La hausse des marchés fonciers et immobiliers ainsi que la lourdeur et la complexification des procédures d’aménagement obligent les collectivités et acteurs

publics à anticiper la question du foncier et de sa maîtrise et ce, alors même que l’opération d’aménagement(1) n’en est qu’au stade des études préalables.

La maîtrise du foncier s’avère être une condition sine qua non à la mise en œuvre d’une opération d’aménagement. Toutefois, elle n’est pas une fin en soi. Il s’agit plus d’un maillon d’une chaîne, certes essentiel et déterminant pour la faisabilité et l’équilibre financier de l’opération.
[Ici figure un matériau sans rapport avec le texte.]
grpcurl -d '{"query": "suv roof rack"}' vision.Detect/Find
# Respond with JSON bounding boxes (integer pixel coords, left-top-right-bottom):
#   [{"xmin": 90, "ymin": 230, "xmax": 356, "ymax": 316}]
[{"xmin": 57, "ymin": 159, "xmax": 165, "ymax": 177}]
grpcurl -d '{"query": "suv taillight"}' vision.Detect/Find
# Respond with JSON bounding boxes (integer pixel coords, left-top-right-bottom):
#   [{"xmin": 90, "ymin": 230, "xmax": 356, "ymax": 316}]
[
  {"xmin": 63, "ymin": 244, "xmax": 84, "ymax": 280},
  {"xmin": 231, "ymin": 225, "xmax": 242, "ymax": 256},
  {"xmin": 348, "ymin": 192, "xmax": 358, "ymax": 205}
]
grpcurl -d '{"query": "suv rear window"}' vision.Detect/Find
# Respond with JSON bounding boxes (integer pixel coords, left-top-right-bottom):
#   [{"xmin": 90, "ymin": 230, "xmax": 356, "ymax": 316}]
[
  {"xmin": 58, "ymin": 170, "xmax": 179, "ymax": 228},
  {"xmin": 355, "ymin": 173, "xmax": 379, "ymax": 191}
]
La maîtrise foncière implique en pratique, en amont, une réflexion préalable en termes de planification urbaine et d’aménagement du territoire et, en aval, une perspective opérationnelle.

Maîtrise du foncier ne signifie pas nécessairement, à tout le moins dans un premier temps, acquisition du foncier et transfert de propriété. Une convention, un protocole d’accord ou un partenariat entre le propriétaire du site et la personne publique peuvent permettre l’utilisation et la mise à disposition des terrains nécessaires à la mise en œuvre du projet. L’impératif réside plutôt dans l’établis-sement d’une stratégie foncière adaptée aux spécificités des emprises de terrain nécessaires à la réalisation de l’opération d’aménagement et des acteurs impliqués.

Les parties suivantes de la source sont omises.